Takafumi Moriya,Takanori Ashihara,Masato Mimura,Hiroshi Sato,Kohei Matsuura,Ryo Masumura,Taichi Asami
Abstract:A hybrid autoregressive transducer (HAT) is a variant of neural transducer that models blank and non-blank posterior distributions separately. In this paper, we propose a novel internal acoustic model (IAM) training strategy to enhance HAT-based speech recognition. IAM consists of encoder and joint networks, which are fully shared and jointly trained with HAT. This joint training not only enhances the HAT training efficiency but also encourages IAM and HAT to emit blanks synchronously which skips the more expensive non-blank computation, resulting in more effective blank thresholding for faster decoding. Experiments demonstrate that the relative error reductions of the HAT with IAM compared to the vanilla HAT are statistically significant. Moreover, we introduce dual blank thresholding, which combines both HAT- and IAM-blank thresholding and a compatible decoding algorithm. This results in a 42-75% decoding speed-up with no major performance degradation.
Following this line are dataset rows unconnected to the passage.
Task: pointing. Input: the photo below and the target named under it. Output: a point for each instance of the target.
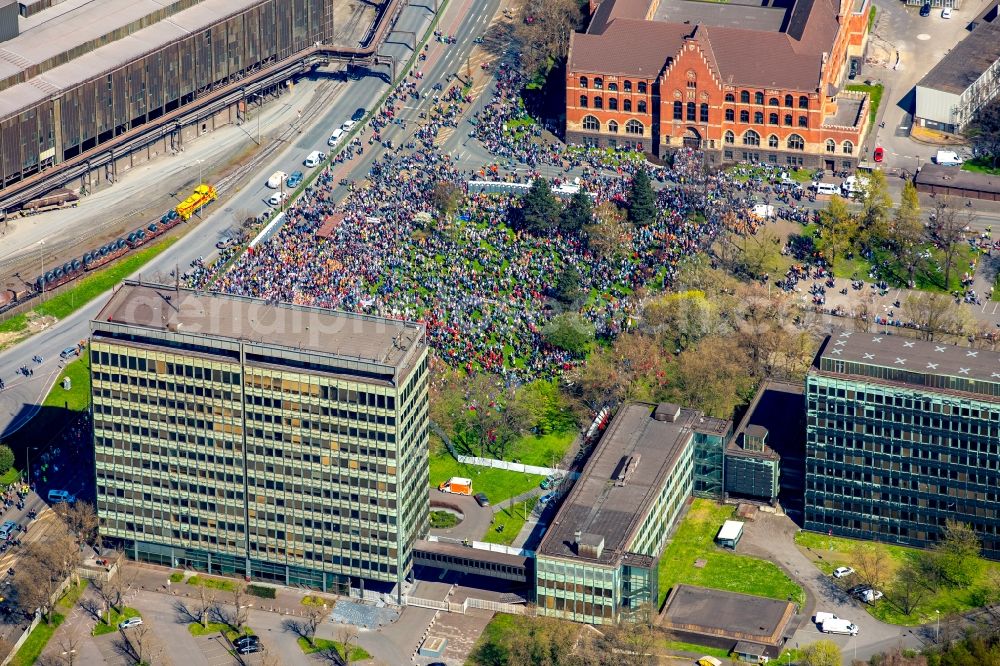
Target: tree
(570, 332)
(641, 199)
(984, 132)
(6, 458)
(713, 376)
(935, 315)
(539, 209)
(611, 235)
(447, 197)
(871, 561)
(837, 229)
(956, 556)
(579, 212)
(821, 653)
(567, 286)
(906, 231)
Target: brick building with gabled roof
(744, 82)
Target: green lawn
(110, 620)
(700, 650)
(512, 519)
(77, 398)
(837, 551)
(874, 92)
(498, 484)
(981, 165)
(213, 583)
(724, 569)
(36, 642)
(358, 653)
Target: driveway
(771, 537)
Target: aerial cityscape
(487, 333)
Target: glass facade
(247, 467)
(893, 463)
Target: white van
(335, 137)
(276, 179)
(314, 158)
(57, 496)
(838, 626)
(948, 158)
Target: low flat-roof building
(962, 82)
(722, 619)
(598, 560)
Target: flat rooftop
(737, 14)
(597, 505)
(901, 360)
(167, 309)
(701, 610)
(965, 63)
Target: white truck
(837, 626)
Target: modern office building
(273, 441)
(597, 563)
(742, 80)
(902, 435)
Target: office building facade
(902, 435)
(276, 442)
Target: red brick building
(744, 81)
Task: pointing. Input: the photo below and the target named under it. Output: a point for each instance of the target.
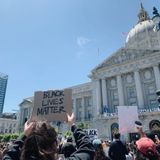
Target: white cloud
(82, 41)
(79, 54)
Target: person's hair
(99, 153)
(117, 135)
(41, 144)
(151, 155)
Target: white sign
(92, 133)
(127, 115)
(52, 105)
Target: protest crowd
(40, 142)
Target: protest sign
(52, 105)
(92, 133)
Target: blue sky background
(54, 44)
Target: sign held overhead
(52, 105)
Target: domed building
(142, 35)
(129, 77)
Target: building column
(98, 97)
(139, 90)
(120, 91)
(104, 93)
(83, 109)
(157, 76)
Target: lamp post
(158, 98)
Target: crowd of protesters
(40, 142)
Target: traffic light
(158, 94)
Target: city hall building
(129, 77)
(3, 86)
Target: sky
(54, 44)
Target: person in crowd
(67, 149)
(99, 153)
(145, 147)
(117, 150)
(40, 143)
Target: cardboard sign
(52, 105)
(92, 133)
(127, 115)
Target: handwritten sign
(52, 105)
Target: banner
(52, 105)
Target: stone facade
(129, 77)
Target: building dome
(142, 35)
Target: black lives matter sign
(52, 105)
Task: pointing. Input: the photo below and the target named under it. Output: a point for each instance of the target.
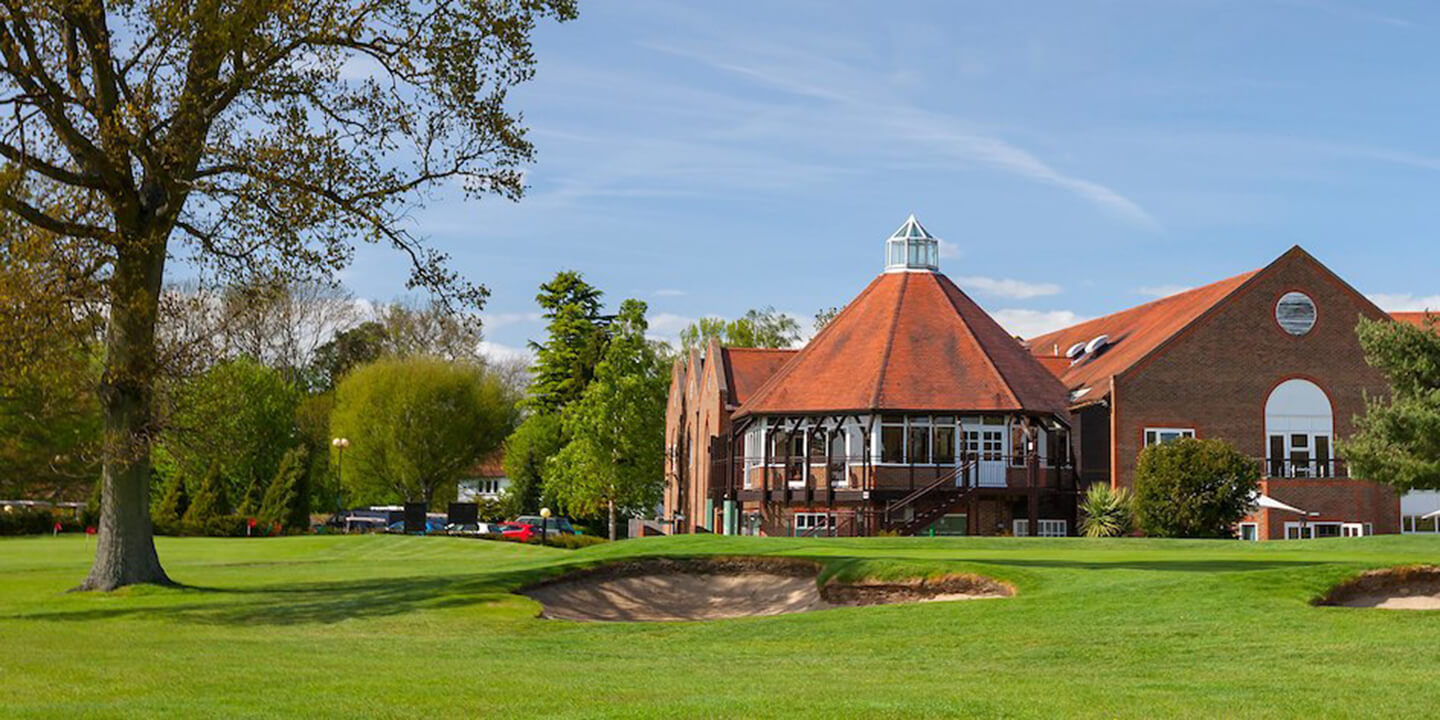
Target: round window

What problem does this paper attempt to address?
This paper attempts to solve two key problems in the field of Automatic Speech Recognition (ASR):
1. **Improve the performance of the HAT model**: By introducing the Internal Acoustic Model (IAM) for joint training, the performance of the Hybrid Autoregressive Transducer (HAT) in automatic speech recognition is enhanced. Specifically, the authors propose a joint training strategy for IAM and HAT, in which IAM and HAT share the encoder and the joint network and emit blank symbols synchronously, thus improving the training efficiency and decoding speed.
2. **Accelerate the decoding process**: By introducing the dual blank thresholding technique, combined with the blank thresholding methods of HAT and IAM, unnecessary non - blank probability calculations are reduced, thereby significantly speeding up the decoding speed. In addition, the authors also explore compatible decoding algorithms to mitigate the performance degradation caused by incorrect frame skipping.
### Main contributions
- **Introduction of IAM**: IAM consists of an encoder and a joint network, fully shares parameters with HAT and is jointly trained, enabling IAM and HAT to emit blank symbols synchronously, thereby achieving more effective blank thresholding.
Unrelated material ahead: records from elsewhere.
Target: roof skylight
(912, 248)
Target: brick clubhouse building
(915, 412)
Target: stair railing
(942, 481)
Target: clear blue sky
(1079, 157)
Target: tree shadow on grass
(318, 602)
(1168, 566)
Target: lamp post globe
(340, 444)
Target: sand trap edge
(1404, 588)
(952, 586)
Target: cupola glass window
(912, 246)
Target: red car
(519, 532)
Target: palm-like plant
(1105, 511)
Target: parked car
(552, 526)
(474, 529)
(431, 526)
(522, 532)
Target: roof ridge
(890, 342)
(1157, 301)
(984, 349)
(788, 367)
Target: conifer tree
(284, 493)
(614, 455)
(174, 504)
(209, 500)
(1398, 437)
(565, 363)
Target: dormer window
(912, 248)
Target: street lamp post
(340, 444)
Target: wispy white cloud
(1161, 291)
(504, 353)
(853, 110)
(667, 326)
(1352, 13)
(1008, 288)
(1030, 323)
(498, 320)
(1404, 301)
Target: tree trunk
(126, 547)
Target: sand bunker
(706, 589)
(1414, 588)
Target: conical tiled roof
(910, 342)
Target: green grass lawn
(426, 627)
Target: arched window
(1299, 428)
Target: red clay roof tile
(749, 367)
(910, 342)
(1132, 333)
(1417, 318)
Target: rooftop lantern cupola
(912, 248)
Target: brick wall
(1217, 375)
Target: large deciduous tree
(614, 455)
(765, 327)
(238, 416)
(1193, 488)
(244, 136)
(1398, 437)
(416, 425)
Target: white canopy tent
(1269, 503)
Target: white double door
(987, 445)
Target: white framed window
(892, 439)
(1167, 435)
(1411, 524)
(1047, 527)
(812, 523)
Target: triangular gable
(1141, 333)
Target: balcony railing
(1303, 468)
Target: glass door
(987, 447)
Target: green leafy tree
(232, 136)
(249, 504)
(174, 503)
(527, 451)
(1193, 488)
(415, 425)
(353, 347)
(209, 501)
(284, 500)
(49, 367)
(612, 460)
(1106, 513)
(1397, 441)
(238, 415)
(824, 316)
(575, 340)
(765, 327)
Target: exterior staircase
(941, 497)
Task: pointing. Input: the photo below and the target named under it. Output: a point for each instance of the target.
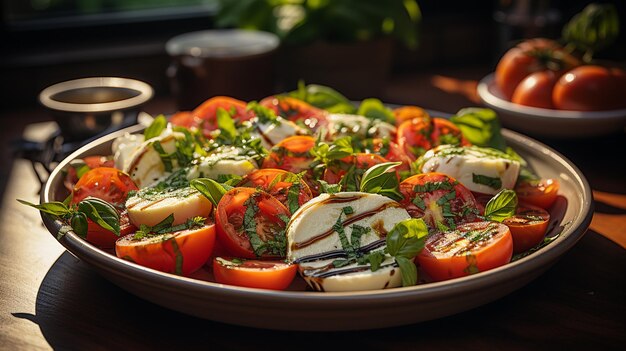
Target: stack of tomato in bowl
(549, 88)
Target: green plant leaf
(155, 128)
(375, 109)
(501, 206)
(211, 189)
(101, 212)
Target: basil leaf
(378, 180)
(155, 128)
(79, 224)
(501, 206)
(54, 208)
(101, 212)
(480, 126)
(226, 124)
(408, 271)
(211, 189)
(407, 238)
(375, 109)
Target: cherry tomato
(296, 110)
(108, 184)
(528, 57)
(354, 165)
(470, 248)
(182, 252)
(264, 226)
(438, 198)
(528, 226)
(417, 136)
(407, 113)
(590, 88)
(540, 193)
(274, 275)
(104, 238)
(536, 90)
(275, 182)
(291, 154)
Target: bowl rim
(489, 97)
(195, 287)
(145, 93)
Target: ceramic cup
(236, 63)
(89, 106)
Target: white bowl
(548, 122)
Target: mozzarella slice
(145, 165)
(314, 242)
(481, 170)
(226, 161)
(123, 148)
(273, 133)
(344, 124)
(352, 277)
(149, 206)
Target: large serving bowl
(547, 122)
(307, 310)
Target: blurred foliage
(305, 21)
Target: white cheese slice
(480, 170)
(225, 161)
(150, 207)
(344, 124)
(145, 165)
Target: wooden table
(50, 299)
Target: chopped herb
(492, 182)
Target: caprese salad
(306, 183)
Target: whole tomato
(536, 90)
(590, 88)
(528, 57)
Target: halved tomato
(106, 183)
(276, 183)
(528, 226)
(407, 113)
(417, 136)
(470, 248)
(438, 199)
(296, 110)
(542, 192)
(251, 223)
(275, 275)
(181, 253)
(291, 154)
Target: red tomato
(590, 88)
(540, 193)
(296, 110)
(471, 248)
(106, 239)
(274, 275)
(417, 136)
(268, 234)
(108, 184)
(291, 154)
(360, 162)
(182, 252)
(536, 90)
(528, 57)
(407, 113)
(274, 182)
(436, 197)
(528, 226)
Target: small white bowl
(548, 122)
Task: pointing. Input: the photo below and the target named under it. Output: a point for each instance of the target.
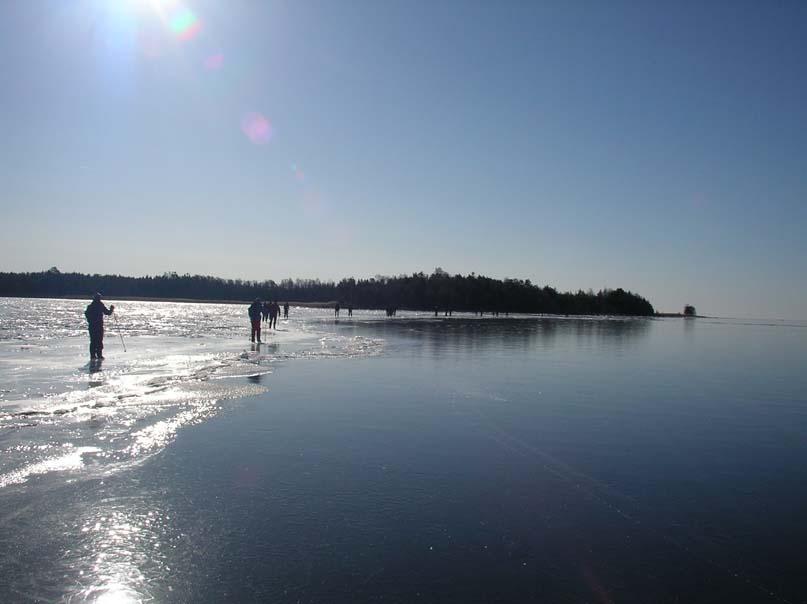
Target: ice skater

- **Dual blank thresholding**: Combining the blank thresholding methods of HAT and IAM, the decoding speed is further improved through two - step blank thresholding. First, CTC - blank thresholding is used to eliminate unnecessary encoder outputs, and then the remaining encoder outputs are passed to the HAT decoder, applying more reliable HAT - blank thresholding.
- **Decoding algorithm optimization**: Two popular decoding algorithms, Alignment Length Synchronized Decoding (ALSD) and Time Synchronized Decoding (TSD), are studied to alleviate the performance degradation caused by incorrect blank thresholding.
### Experimental results
Experiments show that all CTC objective functions can enhance the performance of HAT, and there is a statistically significant relative error reduction compared to the original HAT in both offline and streaming modes. In particular, using the methods of IAM and dual blank thresholding can achieve 42% - 75% decoding acceleration without significantly degrading ASR performance.
### Conclusion
Through the joint training of IAM and the dual blank thresholding technique, this paper successfully improves the performance of the HAT model and significantly speeds up the decoding speed. These improvements provide strong support for fast response and efficient processing in practical applications.